Boeing Co.'s logo and signage is unveiled at the former Vought Aircraft Industries plant in North Charleston. (Photo/Molly Parker)For the Lowcountry economy, it would be an even greater day if Boeing decided to locate its second assembly plant here. Boeing employs 74,000 people in Washington, according to the company’s Web site, though it does not specify how many of those jobs are related to the 787 assembly line. As important, a Boeing assembly line here would likely fuel a large base of aerospace suppliers, similar to how auto industry suppliers sprang up to support BMW in the Upstate.

Aside from Charleston and Everett, Fancher would not say what other cities that Boeing is considering for its second assembly plant, though the other two places are rumored to be San Antonio, Texas, and Long Beach, Calif.

The business community in the Northwest is putting up a tough public fight to convince Boeing to bloom where it’s already planted.
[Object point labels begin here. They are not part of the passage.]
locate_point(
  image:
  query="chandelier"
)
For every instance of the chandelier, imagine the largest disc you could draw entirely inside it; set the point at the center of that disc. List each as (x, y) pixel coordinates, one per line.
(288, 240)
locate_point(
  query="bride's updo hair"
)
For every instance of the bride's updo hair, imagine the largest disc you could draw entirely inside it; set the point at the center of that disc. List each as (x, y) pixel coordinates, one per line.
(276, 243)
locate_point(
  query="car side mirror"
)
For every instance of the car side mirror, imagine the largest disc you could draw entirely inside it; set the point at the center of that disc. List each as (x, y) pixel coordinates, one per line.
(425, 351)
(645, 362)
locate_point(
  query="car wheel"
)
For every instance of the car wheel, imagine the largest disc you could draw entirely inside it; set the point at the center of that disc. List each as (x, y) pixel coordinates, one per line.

Today, officials from Snohomish County, where Everett is located, and the Aerospace Futures Alliance of Washington, an industry trade group, announced at a summit the creation of a new aerospace training center. The alliance plans to operate two training facilities in the state to meet the continued training needs of Washington’s aerospace businesses, namely Boeing, officials said in a press release. 

"This creates new and needed opportunities for our aerospace workers to keep their skill sets well ahead of our competition," Snohomish County Executive Aaron Reardon said in a statement.

The organizers pulled no punches in naming the summit. It’s called “Saving Washington Aerospace.”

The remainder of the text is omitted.